Study week Dubai 2015: Hofstede and the Masculinity Index

In intercultural studies, Hofstede’s Indexes of Culture provide an empirical way to compare countries. Based on the Power-Distance Index, for example, all major airlines around the world have created guidelines to overcome deference to authority: In a cockpit, where the lives of passengers and crew are potentially at stake, bowing and scraping is inappropriate behavior. You have to be able to criticize the captain regardless of their social standing. The implementation of low-context communication and low power-distance is now industry standard and has radically reduced the incidence of human-caused accidents since the late 1990s.

Bild eines Simulator-Cockpits eines Airbus 380-800 der Emirates in Dubai
Simulator-Cockpit eines Airbus 380-800 der Emirates in Dubai

The Masculinity Index, however, is consistently misunderstood, most often as the “Macho” index. So, according to this interpretation, an Arab culture like the UAE should score very high (even “off the charts”, as I recently heard), while “emancipated” cultures like the USA (women drive, vote, wear what they want) should score relatively low.

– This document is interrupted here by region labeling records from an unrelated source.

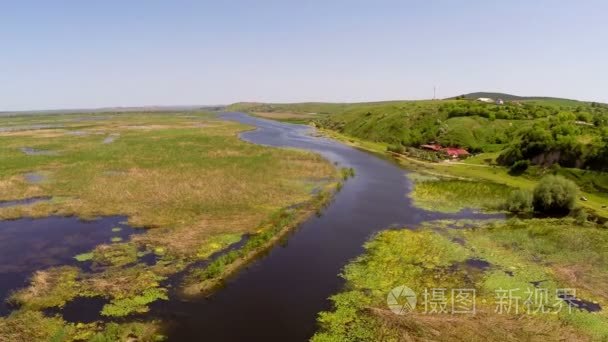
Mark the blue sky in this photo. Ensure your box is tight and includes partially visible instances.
[0,0,608,110]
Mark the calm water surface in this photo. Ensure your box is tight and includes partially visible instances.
[154,113,504,341]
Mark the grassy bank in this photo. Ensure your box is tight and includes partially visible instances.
[318,129,608,218]
[313,219,608,341]
[0,113,340,341]
[408,173,512,213]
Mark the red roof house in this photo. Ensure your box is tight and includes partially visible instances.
[443,147,469,158]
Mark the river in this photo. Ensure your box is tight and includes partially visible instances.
[153,113,496,341]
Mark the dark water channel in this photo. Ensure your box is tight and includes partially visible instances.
[153,113,502,341]
[0,216,138,316]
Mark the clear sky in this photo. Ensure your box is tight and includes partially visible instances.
[0,0,608,110]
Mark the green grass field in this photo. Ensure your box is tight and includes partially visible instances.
[313,219,608,341]
[0,113,340,341]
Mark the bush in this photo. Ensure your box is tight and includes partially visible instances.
[509,159,530,176]
[533,175,578,214]
[506,190,532,213]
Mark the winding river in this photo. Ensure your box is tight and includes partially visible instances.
[153,113,502,341]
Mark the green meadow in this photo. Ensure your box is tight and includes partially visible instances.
[312,219,608,341]
[0,112,342,341]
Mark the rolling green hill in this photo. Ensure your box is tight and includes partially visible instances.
[228,92,608,170]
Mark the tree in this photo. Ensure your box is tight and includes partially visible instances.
[506,189,532,213]
[533,175,578,214]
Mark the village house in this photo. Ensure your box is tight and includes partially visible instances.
[420,144,470,159]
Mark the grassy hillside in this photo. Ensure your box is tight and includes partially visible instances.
[452,91,584,106]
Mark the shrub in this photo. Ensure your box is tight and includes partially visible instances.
[509,159,530,176]
[506,190,532,213]
[533,175,578,214]
[570,207,589,225]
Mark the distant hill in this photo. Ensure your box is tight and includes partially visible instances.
[448,91,586,105]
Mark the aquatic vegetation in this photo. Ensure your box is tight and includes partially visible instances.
[183,183,341,295]
[74,252,94,262]
[0,310,164,342]
[533,176,578,213]
[90,243,138,266]
[101,288,169,317]
[313,219,608,341]
[9,266,80,309]
[196,234,241,259]
[408,174,511,212]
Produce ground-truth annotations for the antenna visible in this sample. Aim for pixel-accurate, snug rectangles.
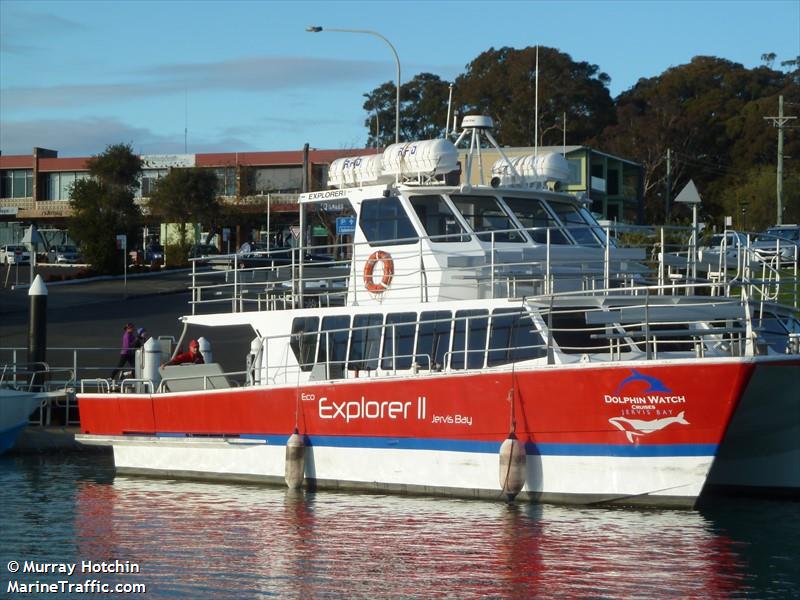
[533,44,539,156]
[444,83,453,138]
[183,88,189,154]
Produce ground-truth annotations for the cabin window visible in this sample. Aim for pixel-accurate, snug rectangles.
[317,315,350,379]
[550,202,600,246]
[381,313,417,371]
[289,317,319,371]
[450,195,525,242]
[347,315,383,371]
[450,309,489,369]
[409,195,469,243]
[415,310,453,369]
[486,308,546,367]
[545,307,608,354]
[503,198,570,244]
[358,196,418,246]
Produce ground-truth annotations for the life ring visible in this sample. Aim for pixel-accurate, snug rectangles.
[364,250,394,294]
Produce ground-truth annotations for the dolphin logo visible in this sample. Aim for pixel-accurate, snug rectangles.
[614,369,672,396]
[608,411,689,444]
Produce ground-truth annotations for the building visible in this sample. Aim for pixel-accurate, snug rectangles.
[0,146,643,249]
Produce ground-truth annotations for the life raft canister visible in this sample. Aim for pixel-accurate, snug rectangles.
[364,250,394,294]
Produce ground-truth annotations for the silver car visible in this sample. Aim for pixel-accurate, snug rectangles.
[0,244,31,265]
[752,225,800,263]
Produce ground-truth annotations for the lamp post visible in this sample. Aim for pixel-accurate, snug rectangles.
[306,26,400,144]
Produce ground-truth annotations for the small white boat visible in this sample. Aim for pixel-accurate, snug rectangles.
[0,387,46,454]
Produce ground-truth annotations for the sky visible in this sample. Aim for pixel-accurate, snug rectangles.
[0,0,800,157]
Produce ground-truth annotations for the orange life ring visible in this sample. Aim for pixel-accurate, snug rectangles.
[364,250,394,294]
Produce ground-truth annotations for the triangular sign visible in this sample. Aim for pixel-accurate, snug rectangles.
[675,179,701,204]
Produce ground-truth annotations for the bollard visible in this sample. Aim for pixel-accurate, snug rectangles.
[142,338,161,390]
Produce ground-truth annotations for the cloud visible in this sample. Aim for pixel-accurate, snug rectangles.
[0,118,253,157]
[0,8,86,56]
[0,56,385,114]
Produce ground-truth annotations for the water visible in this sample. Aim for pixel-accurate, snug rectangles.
[0,454,800,598]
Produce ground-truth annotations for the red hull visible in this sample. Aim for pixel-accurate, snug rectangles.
[79,362,754,446]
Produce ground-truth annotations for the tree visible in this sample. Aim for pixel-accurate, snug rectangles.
[147,168,221,262]
[455,47,615,146]
[69,144,142,273]
[364,73,450,147]
[591,56,787,222]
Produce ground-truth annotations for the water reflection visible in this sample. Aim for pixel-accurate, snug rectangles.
[76,477,768,598]
[0,457,800,599]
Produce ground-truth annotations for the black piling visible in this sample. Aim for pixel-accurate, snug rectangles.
[28,275,47,371]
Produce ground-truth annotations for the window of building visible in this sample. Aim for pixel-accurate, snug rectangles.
[503,197,570,244]
[214,167,236,196]
[347,314,383,371]
[450,195,525,242]
[0,169,33,198]
[410,195,469,242]
[450,309,489,369]
[550,202,600,246]
[247,167,303,194]
[359,196,418,246]
[41,171,90,201]
[486,308,546,367]
[381,313,417,371]
[415,310,453,369]
[289,317,319,371]
[136,169,169,198]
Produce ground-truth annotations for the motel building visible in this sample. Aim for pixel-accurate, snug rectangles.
[0,146,643,252]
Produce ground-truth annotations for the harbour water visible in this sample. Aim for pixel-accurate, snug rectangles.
[0,453,800,599]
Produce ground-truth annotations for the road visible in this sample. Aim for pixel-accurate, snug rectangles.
[0,266,253,377]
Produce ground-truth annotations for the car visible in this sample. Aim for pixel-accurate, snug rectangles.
[0,244,31,265]
[189,244,219,258]
[144,243,164,265]
[48,244,81,265]
[752,225,800,262]
[698,230,747,267]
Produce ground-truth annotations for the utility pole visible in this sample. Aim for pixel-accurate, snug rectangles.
[764,96,797,225]
[664,148,672,225]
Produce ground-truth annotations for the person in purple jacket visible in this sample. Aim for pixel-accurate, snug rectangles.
[111,323,136,379]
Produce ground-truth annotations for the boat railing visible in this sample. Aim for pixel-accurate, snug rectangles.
[186,224,800,314]
[248,284,783,383]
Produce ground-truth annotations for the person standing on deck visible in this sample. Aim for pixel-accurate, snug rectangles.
[111,323,136,379]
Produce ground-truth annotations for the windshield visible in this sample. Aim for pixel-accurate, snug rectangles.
[503,197,570,244]
[550,202,600,246]
[450,195,525,243]
[759,228,800,242]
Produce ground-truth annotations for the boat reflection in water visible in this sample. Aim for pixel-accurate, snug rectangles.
[75,477,780,598]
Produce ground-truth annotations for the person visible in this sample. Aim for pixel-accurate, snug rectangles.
[164,340,206,366]
[133,327,150,348]
[111,323,136,379]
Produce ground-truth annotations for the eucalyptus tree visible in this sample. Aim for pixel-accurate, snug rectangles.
[69,144,142,273]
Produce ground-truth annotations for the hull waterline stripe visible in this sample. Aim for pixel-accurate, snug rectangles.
[145,433,718,457]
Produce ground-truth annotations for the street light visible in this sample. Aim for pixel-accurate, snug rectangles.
[306,26,400,144]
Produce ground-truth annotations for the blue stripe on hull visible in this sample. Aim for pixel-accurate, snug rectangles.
[153,433,717,457]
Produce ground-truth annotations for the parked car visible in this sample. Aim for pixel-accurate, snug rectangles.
[698,230,747,267]
[144,243,164,265]
[0,244,31,265]
[47,245,81,265]
[189,244,219,258]
[752,225,800,261]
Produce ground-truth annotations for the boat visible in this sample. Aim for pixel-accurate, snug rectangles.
[76,116,800,507]
[0,387,42,454]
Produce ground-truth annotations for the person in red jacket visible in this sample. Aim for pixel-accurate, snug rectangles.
[164,340,206,365]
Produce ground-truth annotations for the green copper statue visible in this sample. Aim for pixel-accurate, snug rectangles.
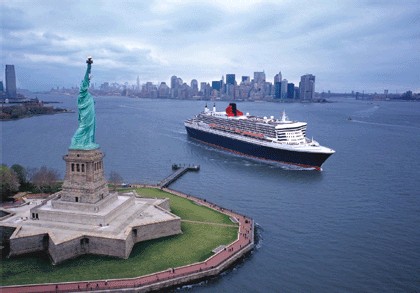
[69,57,99,150]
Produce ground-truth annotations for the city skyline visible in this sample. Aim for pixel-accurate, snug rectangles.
[0,0,420,93]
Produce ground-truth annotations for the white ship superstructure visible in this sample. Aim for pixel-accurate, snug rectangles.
[185,103,334,169]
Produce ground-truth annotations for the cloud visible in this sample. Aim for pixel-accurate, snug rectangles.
[0,0,420,91]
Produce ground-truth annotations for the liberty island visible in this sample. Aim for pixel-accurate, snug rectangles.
[1,58,181,263]
[0,58,254,292]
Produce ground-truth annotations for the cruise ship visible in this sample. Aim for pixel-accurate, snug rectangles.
[184,103,335,171]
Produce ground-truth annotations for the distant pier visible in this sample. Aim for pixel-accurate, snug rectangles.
[158,164,200,188]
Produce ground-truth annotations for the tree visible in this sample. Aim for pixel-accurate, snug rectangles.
[31,166,60,193]
[0,165,19,201]
[109,171,123,190]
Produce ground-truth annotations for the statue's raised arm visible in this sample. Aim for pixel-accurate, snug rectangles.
[69,57,99,150]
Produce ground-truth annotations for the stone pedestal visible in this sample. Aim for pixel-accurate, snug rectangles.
[60,149,109,204]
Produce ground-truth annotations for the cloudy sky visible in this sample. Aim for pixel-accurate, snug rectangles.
[0,0,420,93]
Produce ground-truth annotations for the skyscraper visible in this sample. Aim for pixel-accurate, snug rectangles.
[299,74,315,101]
[287,82,295,99]
[254,71,265,83]
[274,71,282,84]
[6,65,17,99]
[226,74,236,85]
[280,79,287,99]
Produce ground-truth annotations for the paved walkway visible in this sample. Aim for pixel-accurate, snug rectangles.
[0,189,254,293]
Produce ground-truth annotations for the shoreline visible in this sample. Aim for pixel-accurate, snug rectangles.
[0,184,255,292]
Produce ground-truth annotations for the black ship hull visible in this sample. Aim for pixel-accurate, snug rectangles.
[185,126,331,170]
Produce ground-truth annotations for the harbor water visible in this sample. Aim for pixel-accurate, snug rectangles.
[1,95,420,292]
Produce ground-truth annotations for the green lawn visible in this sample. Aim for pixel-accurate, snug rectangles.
[136,188,233,224]
[0,189,238,285]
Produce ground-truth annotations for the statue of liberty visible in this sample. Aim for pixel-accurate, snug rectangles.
[69,57,99,150]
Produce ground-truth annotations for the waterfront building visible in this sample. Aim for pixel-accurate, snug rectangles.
[280,79,287,99]
[171,75,178,98]
[274,81,281,99]
[254,71,265,83]
[158,81,171,98]
[274,71,282,84]
[5,65,17,99]
[211,80,222,92]
[287,82,295,99]
[299,74,315,101]
[136,75,140,93]
[226,74,236,85]
[191,79,198,96]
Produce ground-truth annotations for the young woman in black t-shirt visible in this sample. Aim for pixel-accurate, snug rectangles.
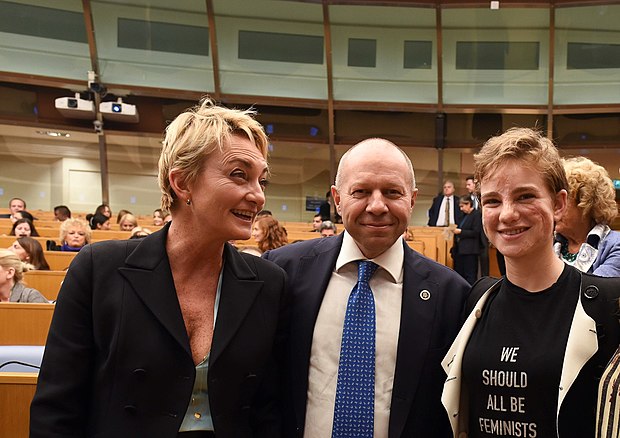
[442,128,620,438]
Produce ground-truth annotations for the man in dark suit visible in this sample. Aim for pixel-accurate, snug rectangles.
[465,175,489,277]
[263,138,469,438]
[452,195,482,284]
[428,180,463,227]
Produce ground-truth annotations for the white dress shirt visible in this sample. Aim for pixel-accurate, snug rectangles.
[304,231,405,438]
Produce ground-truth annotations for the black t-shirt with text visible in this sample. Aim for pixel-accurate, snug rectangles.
[463,266,580,438]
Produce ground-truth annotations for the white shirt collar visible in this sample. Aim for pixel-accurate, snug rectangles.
[336,230,405,283]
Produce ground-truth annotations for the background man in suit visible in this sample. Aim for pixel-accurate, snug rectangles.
[465,175,489,277]
[263,138,469,438]
[452,195,482,284]
[428,180,463,227]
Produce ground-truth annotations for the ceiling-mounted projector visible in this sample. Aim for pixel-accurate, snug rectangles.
[99,98,140,123]
[54,93,95,120]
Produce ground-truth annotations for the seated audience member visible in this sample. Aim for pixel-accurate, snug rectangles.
[153,208,166,227]
[54,205,71,222]
[0,249,48,303]
[7,237,50,271]
[237,245,262,257]
[319,221,338,237]
[312,213,323,233]
[116,208,133,224]
[9,219,39,237]
[252,216,288,252]
[0,198,26,222]
[118,213,138,231]
[57,218,91,252]
[86,213,110,230]
[554,157,620,277]
[13,210,34,223]
[129,227,153,239]
[95,204,113,223]
[403,227,413,242]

Looking at the country comparison, we find the opposite is true: Masculinity Index USA 62, UAE 52. What’s going on?

Hofstede’s index attempts to capture the prevalence in a culture for “masculine” ideals such as being the best and showing it; “feminine” ideals, on the other hand, are doing what you love and sharing it. How far these map onto the gender roles of the men and women in the country is irrelevant.

So, for example, this index does a great job of explaining the Anglo and Germanic clusters’ love of work and hoarding wealth: Being busy is highly valued, bank “secrecy” is iconically Swiss, having too much free time is viewed with suspicion, taxation should be as low as possible. In the UAE, landing firmly in the middle of the index, you find other behaviors: Celebration of leisure time and sharing wealth, for example. High-wealth Americans such as Bill Gates and Warren Buffet famously do not live a highly glamorous lifestyle; when high-wealth Arabs visit Geneva, in contrast, the shops stay open very late, accommodating the Arab preference for shopping late on a Thursday or Friday night.

On a side note, the highly “masculine” culture of Dubai is also highly “feminine”: Shops display a dizzying array of gold and jewels, offer free samples of perfumes, and even arrange pink taxis with women drivers for their customers. Unlike the more androgynous Anglo and Germanic clusters, both ends of the gender spectrum are highly celebrated.